Access token lifetimes are expected to be short, typically on the order of several hours or less, but may last as long as 24 hours, depending on the issuer and use case.

Refresh tokens, which are used to acquire access tokens in the OAuth 2.0 protocol, can last longer than those access tokens. It’s expected a refresh token will last at least 24 hours and may in some cases last a week or longer.

6.8.1 Token Acceptance Guarantee

The token proxy guarantees that the tokens that it issues to other Aspects will actually be usable when given to the API service. In order to guarantee this, the token proxy MUST issue a new token, with the same claims, during initial login. The lifetime of this token cannot exceed the lifetime of the refresh token received from CILogon, which is set at 24 hours.

Note

This implies the maximum length for an authenticated login session for the LSP, in the browser, is also set at 24 hours.

The token proxy also guarantees that the tokens will be usable for the duration of a serviced API request.
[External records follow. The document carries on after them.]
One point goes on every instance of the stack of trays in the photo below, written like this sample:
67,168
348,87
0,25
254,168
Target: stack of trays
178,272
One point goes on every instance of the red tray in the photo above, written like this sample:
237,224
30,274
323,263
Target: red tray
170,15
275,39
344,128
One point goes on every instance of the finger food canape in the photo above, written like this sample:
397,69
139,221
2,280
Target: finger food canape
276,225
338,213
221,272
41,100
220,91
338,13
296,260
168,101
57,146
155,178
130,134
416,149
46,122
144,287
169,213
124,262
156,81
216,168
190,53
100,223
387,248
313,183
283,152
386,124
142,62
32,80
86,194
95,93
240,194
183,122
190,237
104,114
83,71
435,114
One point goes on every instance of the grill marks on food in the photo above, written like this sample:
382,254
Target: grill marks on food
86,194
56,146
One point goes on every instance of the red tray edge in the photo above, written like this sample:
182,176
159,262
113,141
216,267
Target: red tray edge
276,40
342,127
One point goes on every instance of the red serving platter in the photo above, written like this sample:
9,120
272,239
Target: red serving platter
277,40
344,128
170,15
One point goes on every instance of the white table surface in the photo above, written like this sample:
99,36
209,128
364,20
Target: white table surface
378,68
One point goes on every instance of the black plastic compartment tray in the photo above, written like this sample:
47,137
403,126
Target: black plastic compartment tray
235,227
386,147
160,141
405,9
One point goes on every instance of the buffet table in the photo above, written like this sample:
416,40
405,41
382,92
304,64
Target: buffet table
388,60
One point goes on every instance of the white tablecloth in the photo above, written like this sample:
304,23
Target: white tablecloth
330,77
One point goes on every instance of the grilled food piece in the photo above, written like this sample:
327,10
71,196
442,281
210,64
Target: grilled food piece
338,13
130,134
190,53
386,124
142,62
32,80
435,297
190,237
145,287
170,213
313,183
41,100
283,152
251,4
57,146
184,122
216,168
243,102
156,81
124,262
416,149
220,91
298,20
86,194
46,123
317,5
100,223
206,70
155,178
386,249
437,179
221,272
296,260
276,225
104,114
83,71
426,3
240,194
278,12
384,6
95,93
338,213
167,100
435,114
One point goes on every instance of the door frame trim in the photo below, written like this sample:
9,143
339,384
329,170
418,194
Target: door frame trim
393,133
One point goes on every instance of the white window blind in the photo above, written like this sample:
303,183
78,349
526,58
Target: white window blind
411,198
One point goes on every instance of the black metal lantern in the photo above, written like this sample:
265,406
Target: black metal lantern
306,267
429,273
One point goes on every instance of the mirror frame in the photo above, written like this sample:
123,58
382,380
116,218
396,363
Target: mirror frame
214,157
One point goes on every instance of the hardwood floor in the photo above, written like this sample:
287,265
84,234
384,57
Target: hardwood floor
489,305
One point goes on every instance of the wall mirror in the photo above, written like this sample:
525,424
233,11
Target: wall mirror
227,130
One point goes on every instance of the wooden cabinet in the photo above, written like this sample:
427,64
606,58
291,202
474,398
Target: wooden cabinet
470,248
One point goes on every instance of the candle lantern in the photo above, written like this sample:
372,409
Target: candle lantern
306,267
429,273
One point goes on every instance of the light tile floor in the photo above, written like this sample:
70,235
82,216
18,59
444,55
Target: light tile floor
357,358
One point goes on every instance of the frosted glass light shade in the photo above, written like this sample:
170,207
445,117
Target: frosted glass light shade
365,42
To accomplish this, the token proxy MUST issue a new token for every serviced API request, with only the API aspect as the intended audience. The lifetime of this token is the upper bound for the limit of time it takes to service an API request, set at 24 hours.

The LSP API aspect services SHOULD NOT reissue new tokens reissued from previously serviced API requests.

Note

Safe HTTP methods, such as HEAD and GET requests SHOULD NOT need reissuance, as they SHOULD NOT take any other action other than simple retrieval.